Fifty clinician-educators from 10 institutions participated, yielding 579 discrete EPA assessments. Both Ottawa and Chen scales differentiated between less- and more-developed skill levels (P < .001). The interclass correlation was good to excellent for all EPAs using Ottawa (range, 0.68-0.91) and fair to excellent using Chen (range, 0.54-0.83). Generalizability analysis revealed substantial variance in ratings attributable to the learner-EPA interaction (59.6% for Ottawa; 48.9% for Chen) suggesting variability for ratings was appropriately associated with performance on individual EPAs.
In a structured setting, both the Ottawa and Chen scales distinguished between preentrustable and entrustable learners; however, the Ottawa scale demonstrated more desirable characteristics. These findings represent a critical step forward in developing valid, reliable instruments to measure learner progression toward entrustment for the Core EPAs.
在本科医学教育(UME)中,以 13 项核心可委托专业活动(Core EPAs)为基础的以能力为基础的医学教育已经付诸实践。
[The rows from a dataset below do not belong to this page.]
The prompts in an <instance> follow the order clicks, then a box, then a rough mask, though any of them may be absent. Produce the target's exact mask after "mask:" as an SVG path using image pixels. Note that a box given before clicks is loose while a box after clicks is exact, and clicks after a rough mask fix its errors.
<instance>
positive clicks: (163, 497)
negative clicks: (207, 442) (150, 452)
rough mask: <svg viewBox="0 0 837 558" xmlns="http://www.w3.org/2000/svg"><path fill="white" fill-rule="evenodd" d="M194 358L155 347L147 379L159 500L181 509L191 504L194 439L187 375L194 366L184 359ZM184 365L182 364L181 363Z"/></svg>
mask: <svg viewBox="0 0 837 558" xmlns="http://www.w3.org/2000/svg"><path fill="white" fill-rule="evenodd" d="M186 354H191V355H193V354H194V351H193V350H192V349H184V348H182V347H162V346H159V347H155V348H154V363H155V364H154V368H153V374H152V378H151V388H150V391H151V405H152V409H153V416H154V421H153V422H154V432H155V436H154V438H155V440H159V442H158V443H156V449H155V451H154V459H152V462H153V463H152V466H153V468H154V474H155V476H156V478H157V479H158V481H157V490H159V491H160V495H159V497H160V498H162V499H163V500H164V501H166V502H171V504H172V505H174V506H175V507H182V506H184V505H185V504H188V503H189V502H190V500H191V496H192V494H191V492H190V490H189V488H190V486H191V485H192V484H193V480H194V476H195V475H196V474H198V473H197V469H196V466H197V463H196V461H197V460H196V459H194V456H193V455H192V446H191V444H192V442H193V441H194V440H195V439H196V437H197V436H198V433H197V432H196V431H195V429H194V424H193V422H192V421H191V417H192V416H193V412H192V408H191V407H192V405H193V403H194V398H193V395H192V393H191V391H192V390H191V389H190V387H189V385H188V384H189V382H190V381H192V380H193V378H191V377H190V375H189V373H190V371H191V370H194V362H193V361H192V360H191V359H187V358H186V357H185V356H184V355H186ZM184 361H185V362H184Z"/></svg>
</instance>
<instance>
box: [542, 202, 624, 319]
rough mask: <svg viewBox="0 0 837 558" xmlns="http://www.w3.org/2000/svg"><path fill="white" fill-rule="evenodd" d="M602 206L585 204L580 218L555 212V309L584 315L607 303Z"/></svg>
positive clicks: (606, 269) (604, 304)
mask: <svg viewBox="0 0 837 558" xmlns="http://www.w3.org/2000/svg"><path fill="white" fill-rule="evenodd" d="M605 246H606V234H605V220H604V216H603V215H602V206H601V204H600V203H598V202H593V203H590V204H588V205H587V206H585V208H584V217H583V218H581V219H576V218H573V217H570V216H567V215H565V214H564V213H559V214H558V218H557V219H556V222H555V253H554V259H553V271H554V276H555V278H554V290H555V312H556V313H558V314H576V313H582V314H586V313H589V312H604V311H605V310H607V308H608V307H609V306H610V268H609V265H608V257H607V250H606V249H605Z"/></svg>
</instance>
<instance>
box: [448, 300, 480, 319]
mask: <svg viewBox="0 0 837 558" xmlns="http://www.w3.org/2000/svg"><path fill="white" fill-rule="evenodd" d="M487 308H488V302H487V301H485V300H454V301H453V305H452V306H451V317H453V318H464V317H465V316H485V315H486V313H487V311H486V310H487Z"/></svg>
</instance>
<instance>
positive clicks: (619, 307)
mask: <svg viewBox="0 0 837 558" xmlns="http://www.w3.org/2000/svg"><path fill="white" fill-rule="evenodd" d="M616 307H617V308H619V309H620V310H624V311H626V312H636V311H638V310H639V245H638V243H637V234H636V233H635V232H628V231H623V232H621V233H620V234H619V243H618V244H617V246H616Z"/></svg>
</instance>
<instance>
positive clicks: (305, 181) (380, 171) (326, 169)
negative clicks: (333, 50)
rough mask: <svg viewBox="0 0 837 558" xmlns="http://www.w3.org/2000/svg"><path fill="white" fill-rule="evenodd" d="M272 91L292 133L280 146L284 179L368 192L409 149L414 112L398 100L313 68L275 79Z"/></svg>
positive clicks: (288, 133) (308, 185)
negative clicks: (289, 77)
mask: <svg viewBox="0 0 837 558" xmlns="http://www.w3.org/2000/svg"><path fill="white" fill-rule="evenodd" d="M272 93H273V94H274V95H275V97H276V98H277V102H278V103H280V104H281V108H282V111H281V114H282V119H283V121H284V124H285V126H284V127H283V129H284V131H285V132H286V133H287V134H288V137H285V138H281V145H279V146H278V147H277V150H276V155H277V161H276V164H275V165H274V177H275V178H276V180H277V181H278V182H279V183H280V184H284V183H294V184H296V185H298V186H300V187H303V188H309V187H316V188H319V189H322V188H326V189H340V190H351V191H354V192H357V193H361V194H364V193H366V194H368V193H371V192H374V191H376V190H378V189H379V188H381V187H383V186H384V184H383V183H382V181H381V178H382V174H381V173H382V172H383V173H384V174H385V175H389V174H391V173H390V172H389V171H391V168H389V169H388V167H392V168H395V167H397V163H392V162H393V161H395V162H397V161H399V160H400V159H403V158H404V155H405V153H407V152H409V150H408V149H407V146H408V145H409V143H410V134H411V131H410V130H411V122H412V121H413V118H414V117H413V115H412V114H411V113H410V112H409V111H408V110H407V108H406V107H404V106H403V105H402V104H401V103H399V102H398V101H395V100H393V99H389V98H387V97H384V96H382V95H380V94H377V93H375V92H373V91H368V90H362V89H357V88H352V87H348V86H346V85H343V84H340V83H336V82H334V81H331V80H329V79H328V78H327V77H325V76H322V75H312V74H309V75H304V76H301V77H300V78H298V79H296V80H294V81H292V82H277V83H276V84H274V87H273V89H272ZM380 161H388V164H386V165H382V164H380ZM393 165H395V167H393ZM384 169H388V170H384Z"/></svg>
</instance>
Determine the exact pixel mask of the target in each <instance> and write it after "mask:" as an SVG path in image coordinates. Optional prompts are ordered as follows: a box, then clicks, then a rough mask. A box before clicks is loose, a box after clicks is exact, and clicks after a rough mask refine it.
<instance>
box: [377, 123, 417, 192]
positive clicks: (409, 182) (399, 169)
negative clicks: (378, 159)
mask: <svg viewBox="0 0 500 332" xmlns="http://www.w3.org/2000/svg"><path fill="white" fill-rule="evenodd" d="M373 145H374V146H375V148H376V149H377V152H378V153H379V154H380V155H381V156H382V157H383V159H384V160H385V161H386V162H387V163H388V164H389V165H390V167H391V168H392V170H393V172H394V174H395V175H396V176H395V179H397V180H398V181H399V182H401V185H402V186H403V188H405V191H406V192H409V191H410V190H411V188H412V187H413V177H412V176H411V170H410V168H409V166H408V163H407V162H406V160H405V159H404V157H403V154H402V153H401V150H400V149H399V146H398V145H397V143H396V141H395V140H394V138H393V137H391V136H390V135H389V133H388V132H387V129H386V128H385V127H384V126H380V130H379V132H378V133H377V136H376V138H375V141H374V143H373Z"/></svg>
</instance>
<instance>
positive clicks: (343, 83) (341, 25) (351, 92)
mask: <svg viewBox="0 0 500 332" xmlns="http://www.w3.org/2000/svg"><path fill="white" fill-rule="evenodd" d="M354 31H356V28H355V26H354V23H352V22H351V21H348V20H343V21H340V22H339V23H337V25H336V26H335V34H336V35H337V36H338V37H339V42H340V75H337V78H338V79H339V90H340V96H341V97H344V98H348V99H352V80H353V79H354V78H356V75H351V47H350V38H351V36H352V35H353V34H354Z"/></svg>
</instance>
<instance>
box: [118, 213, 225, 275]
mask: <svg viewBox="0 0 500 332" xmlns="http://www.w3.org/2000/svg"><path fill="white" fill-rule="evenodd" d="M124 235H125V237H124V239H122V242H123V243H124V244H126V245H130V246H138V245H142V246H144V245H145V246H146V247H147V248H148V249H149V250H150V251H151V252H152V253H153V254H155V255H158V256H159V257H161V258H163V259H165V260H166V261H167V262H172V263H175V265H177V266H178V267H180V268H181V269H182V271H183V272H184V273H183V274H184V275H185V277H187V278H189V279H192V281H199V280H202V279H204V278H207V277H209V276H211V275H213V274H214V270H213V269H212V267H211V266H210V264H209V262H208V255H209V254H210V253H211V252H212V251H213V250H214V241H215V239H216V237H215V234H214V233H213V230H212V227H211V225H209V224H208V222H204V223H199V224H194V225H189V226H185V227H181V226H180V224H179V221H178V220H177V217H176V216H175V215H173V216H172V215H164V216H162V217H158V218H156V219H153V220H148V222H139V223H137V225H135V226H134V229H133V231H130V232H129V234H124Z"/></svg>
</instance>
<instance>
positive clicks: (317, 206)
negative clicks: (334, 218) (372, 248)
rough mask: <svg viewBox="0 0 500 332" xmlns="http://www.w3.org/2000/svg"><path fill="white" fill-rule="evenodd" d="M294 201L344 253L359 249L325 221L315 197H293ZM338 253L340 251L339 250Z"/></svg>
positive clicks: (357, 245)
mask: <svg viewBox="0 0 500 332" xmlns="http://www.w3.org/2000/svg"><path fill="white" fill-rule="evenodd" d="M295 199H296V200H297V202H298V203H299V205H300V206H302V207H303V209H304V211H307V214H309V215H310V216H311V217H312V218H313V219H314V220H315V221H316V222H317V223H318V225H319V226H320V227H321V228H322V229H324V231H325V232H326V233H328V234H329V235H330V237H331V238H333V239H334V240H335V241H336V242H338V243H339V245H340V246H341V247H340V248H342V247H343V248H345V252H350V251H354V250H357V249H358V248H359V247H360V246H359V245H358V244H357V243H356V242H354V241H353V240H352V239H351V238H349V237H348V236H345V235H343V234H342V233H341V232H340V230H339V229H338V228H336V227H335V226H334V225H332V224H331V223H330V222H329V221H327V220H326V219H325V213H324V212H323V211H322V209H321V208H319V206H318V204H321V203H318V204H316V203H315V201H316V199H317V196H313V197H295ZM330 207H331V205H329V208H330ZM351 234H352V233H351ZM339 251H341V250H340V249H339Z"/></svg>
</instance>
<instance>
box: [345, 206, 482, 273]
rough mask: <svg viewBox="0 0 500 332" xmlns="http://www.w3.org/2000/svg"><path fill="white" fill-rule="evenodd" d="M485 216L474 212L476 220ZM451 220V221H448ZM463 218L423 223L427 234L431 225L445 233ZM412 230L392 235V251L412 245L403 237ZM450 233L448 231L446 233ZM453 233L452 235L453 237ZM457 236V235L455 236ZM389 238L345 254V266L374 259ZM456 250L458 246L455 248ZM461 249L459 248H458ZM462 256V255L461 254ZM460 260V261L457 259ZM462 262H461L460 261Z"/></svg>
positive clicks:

需要使用严格、有效、可靠的工作场所直接观察措施,为毕业生是否准备好进入住院医师实习期提供总结性决策。本研究的目的是调查两种拟议的基于工作场所的委托量表的效度证据。
本多站点、随机、实验研究的作者使用结构化病例和经验丰富的评估者,于 2019 年考察了渥太华量表和 UME 监督工具(Chen 量表)的效度证据。作者使用了一系列 8 个案例(其中 6 个是新开发的),描绘了在 5 个 Core EPAs 中处于可委托前(欠发达)和可委托(更发达)技能水平的学习者。来自 Core EPA 试点机构的参与者使用渥太华或 Chen 量表对学习者的表现进行评分。作者使用描述性统计和方差分析来检查数据趋势并比较评分,进行评估者间可靠性和可推广性研究以评估参与者之间的一致性,并对叙事性评论进行内容分析。
来自 10 个机构的 50 名临床教育者参与了研究,共进行了 579 次单独的 EPA 评估。渥太华和 Chen 量表都能区分欠发达和更发达的技能水平(P <.001)。所有使用渥太华量表的 EPAs 的组内相关系数均为良好至优秀(范围为 0.68-0.91),使用 Chen 量表的则为良好至优秀(范围为 0.54-0.83)。可推广性分析显示,学习者-EPA 交互作用导致评分存在很大差异(渥太华为 59.6%;Chen 为 48.9%),这表明评分的可变性与各个 EPA 的表现适当相关。
在结构化环境中,渥太华和 Chen 量表都能区分可委托前和可委托学习者;然而,渥太华量表表现出了更理想的特征。这些发现是朝着开发用于衡量 Core EPAs 中学习者向委托学习进展的有效、可靠工具迈出的重要一步。